Limitations & Future Work

  1. Simplified Synthetic Data: Using MLPs and binary features creates a large gap compared to real-world data distributions.
  2. Difficulty in Quantifying Uniqueness: Accurately measuring redundant and unique information in real-world datasets heavily relies on human annotation or heuristic methods.
  3. Uniqueness Introduced via Noise in Vision-Language Experiments: Deleting characters/pixels is not a genuine "unique info" manipulation.
  4. Lack of Theoretical Analysis: The study provides only empirical findings without offering theoretical conditions for the emergence of alignment.
  5. Unexplored Scenarios with More Than Two Modalities: Experiments are restricted to bi-modality; interactions in tri-modal contexts and beyond are more complex.
  • Direct Dialogue with the Platonic Representation Hypothesis: This work provides a conditional version—which holds only under high redundancy conditions.
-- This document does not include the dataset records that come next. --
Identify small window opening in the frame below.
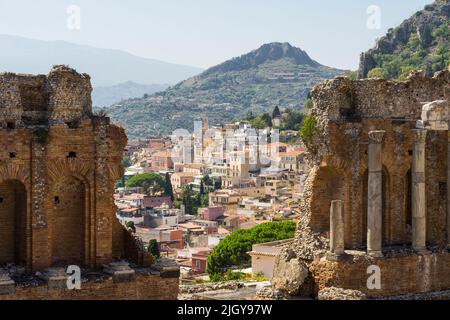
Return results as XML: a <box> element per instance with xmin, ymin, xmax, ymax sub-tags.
<box><xmin>67</xmin><ymin>151</ymin><xmax>77</xmax><ymax>159</ymax></box>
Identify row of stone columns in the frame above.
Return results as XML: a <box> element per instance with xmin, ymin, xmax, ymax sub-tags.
<box><xmin>447</xmin><ymin>130</ymin><xmax>450</xmax><ymax>250</ymax></box>
<box><xmin>330</xmin><ymin>129</ymin><xmax>430</xmax><ymax>257</ymax></box>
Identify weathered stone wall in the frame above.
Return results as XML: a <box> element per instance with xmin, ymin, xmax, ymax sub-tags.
<box><xmin>303</xmin><ymin>71</ymin><xmax>450</xmax><ymax>248</ymax></box>
<box><xmin>274</xmin><ymin>71</ymin><xmax>450</xmax><ymax>297</ymax></box>
<box><xmin>0</xmin><ymin>66</ymin><xmax>148</xmax><ymax>271</ymax></box>
<box><xmin>0</xmin><ymin>66</ymin><xmax>175</xmax><ymax>299</ymax></box>
<box><xmin>309</xmin><ymin>252</ymin><xmax>450</xmax><ymax>298</ymax></box>
<box><xmin>0</xmin><ymin>269</ymin><xmax>179</xmax><ymax>300</ymax></box>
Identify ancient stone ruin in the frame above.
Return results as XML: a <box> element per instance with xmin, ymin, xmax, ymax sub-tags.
<box><xmin>0</xmin><ymin>66</ymin><xmax>178</xmax><ymax>299</ymax></box>
<box><xmin>273</xmin><ymin>71</ymin><xmax>450</xmax><ymax>298</ymax></box>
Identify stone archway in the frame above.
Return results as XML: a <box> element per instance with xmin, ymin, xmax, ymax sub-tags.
<box><xmin>0</xmin><ymin>179</ymin><xmax>27</xmax><ymax>266</ymax></box>
<box><xmin>49</xmin><ymin>176</ymin><xmax>87</xmax><ymax>266</ymax></box>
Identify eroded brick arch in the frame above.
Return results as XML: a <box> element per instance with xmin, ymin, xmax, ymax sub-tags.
<box><xmin>0</xmin><ymin>179</ymin><xmax>29</xmax><ymax>266</ymax></box>
<box><xmin>47</xmin><ymin>174</ymin><xmax>90</xmax><ymax>266</ymax></box>
<box><xmin>310</xmin><ymin>166</ymin><xmax>347</xmax><ymax>233</ymax></box>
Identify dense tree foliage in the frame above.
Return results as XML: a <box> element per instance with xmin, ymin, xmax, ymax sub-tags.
<box><xmin>207</xmin><ymin>221</ymin><xmax>295</xmax><ymax>280</ymax></box>
<box><xmin>147</xmin><ymin>239</ymin><xmax>161</xmax><ymax>259</ymax></box>
<box><xmin>368</xmin><ymin>21</ymin><xmax>450</xmax><ymax>80</ymax></box>
<box><xmin>164</xmin><ymin>173</ymin><xmax>174</xmax><ymax>201</ymax></box>
<box><xmin>180</xmin><ymin>185</ymin><xmax>209</xmax><ymax>215</ymax></box>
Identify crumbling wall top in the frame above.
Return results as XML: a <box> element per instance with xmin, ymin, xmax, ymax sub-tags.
<box><xmin>0</xmin><ymin>65</ymin><xmax>92</xmax><ymax>127</ymax></box>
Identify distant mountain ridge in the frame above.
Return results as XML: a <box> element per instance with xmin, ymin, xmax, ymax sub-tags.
<box><xmin>199</xmin><ymin>42</ymin><xmax>320</xmax><ymax>78</ymax></box>
<box><xmin>358</xmin><ymin>0</ymin><xmax>450</xmax><ymax>79</ymax></box>
<box><xmin>92</xmin><ymin>81</ymin><xmax>169</xmax><ymax>108</ymax></box>
<box><xmin>0</xmin><ymin>35</ymin><xmax>203</xmax><ymax>87</ymax></box>
<box><xmin>108</xmin><ymin>43</ymin><xmax>344</xmax><ymax>138</ymax></box>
  • Connection to Contrastive Learning: Theoretically, contrastive learning captures redundant information (Tian et al., 2020), which is empirically supported by this work.
  • Insights:
    • When designing multimodal fusion architectures, the distribution of redundant/unique information in the dataset should be evaluated first.
    • For tasks dominated by uniqueness (e.g., sentiment analysis), architectures that preserve modality-specific information should be designed instead of blindly pursuing alignment.
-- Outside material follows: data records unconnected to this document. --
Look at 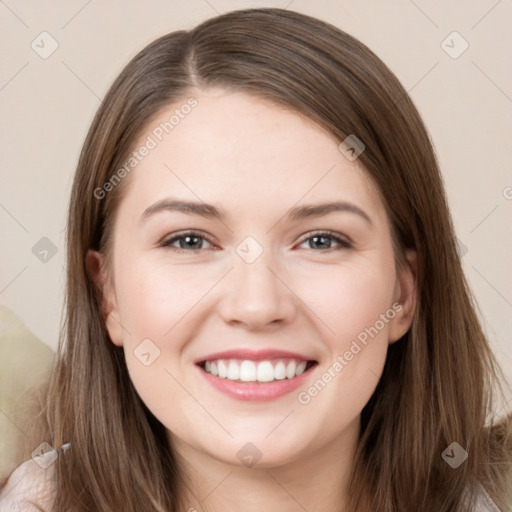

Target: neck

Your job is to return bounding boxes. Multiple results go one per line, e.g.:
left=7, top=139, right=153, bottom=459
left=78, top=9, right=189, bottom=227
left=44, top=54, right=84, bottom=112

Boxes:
left=169, top=418, right=360, bottom=512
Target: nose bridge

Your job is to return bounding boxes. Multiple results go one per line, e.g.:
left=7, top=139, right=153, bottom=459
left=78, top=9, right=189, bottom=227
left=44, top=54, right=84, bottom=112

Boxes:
left=222, top=237, right=295, bottom=328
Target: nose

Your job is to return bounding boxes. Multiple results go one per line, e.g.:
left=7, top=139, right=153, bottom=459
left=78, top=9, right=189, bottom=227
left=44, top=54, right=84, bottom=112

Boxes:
left=220, top=251, right=299, bottom=330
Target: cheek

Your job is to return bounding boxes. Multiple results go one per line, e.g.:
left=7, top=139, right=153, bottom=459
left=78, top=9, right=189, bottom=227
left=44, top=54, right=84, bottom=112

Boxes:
left=117, top=258, right=218, bottom=342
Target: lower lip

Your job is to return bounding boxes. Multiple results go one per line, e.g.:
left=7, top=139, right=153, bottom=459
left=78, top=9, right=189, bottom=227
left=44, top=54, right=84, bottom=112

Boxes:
left=198, top=364, right=318, bottom=401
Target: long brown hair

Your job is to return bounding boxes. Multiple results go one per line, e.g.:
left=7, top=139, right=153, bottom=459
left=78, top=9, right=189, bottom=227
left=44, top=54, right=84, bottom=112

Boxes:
left=20, top=9, right=511, bottom=512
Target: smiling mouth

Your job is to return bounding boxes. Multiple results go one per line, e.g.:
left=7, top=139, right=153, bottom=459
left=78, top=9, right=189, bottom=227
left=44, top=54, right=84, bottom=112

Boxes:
left=198, top=357, right=318, bottom=383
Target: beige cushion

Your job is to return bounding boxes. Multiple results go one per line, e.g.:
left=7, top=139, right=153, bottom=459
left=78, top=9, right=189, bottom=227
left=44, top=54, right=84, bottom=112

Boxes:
left=0, top=306, right=54, bottom=482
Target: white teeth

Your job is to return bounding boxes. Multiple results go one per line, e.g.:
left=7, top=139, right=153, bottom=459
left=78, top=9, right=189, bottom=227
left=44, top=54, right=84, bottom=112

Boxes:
left=204, top=358, right=307, bottom=382
left=239, top=361, right=256, bottom=382
left=274, top=361, right=286, bottom=380
left=286, top=361, right=297, bottom=379
left=256, top=361, right=274, bottom=382
left=228, top=361, right=240, bottom=380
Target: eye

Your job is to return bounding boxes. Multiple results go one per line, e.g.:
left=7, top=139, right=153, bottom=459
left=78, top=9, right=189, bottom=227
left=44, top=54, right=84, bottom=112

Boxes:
left=160, top=231, right=212, bottom=252
left=301, top=231, right=353, bottom=251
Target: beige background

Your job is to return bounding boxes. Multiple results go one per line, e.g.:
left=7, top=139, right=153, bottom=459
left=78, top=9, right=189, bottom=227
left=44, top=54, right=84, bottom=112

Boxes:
left=0, top=0, right=512, bottom=407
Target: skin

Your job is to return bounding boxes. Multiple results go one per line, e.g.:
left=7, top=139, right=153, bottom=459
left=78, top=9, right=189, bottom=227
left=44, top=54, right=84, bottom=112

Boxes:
left=88, top=89, right=415, bottom=512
    • This work can inspire new metrics to characterize which multimodal learning strategy is best suited for a given dataset.

Rating

  • Novelty: ★★★★☆ — Systemally studies the conditions for the emergence of alignment, offering a strong reflection on common assumptions.
  • Practicality: ★★★★☆ — Provides clear practical guidance: when to align and when not to.
  • Experimental Thoroughness: ★★★★★ — Three-level experiments comprising synthetic data, large-scale VLMs, and MultiBench, featuring 22 figures and 3 tables.
  • Writing Quality: ★★★★★ — Clear research questions, a complete logical chain, and elegant figures and tables.